Опыт автобиографии
Шрифт:
Кроме наших фантазий — об их характере можно получить кое-какое представление по ее прелестной книжке «Гарриет Хьюм» — у нее бывали причудливые вспышки диковинного, неподражаемого остроумия. Расскажу здесь только о двух таких вспышках.
Кто-то сказал, что Сесил Честертон, у которого лицо было грязно-серое, на самом деле чистюля. Это вовсе не грязь, а плохой цвет лица. Когда он искупался в Ле-Туке и вышел из воды все такой же землисто-синий, Ребекка спросила:
«А в Ла-Манш-то вы погляделись?»
Роберт Линд был угрюмый, унылый ирландец, обладал дурным нравом и жалобным голосом. Его жена Сильвия заразилась кельтской печалью, да и здоровьем не могла похвастаться.
«А все оттого, что спит с потным мужем», — сказала Ребекка.
6. Психологический и родительский
В «Постскриптуме» речь идет не об основной истории моей жизни. Это рассказ об одной ее существенной стороне, которую не следовало раскрывать читателю в «Опыте автобиографии». Будем помнить, что «Постскриптум»

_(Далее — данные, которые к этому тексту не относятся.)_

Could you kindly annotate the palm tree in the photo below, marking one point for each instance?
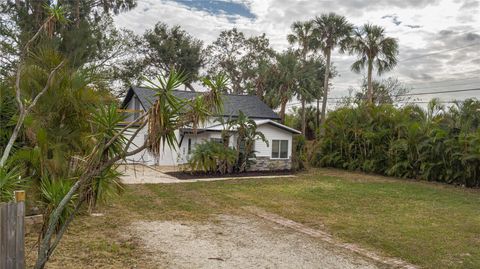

Психологически и физически человек составляет единое целое — я, во всяком случае, устроен именно так, — и у всех моих «романов» есть одно общее свойство: они все — попытки или, по крайней мере, на иных стадиях были попытками, воплотить и увидеть наяву, в том или ином создании, Призрак Возлюбленной. Отнюдь не каждый, подобно мне, склонен видеть Призрак Возлюбленной воплощенным наяву, и отнюдь не для каждого Призрак Возлюбленной так тесно связан с сексуальными отношениями, как для меня. Поскольку для меня зов тела не менее важен, чем зов души, все мои влюбленности требовали физического выражения; и поскольку я безусловный гетеросексуалист, я никогда не знал ни любви, ни интимной дружбы с мужчиной; любовные отношения меня всегда связывали только с женщинами. В моем окружении сколько угодно дружески расположенных ко мне мужчин, приятелей и единомышленников, но ни один никогда не стал по-настоящему необходим мне, ни один не оказался незаменимым, как бывало с воплощением Призрака Возлюбленной. Потеря ни одного из них не могла выбить у меня почву из-под ног.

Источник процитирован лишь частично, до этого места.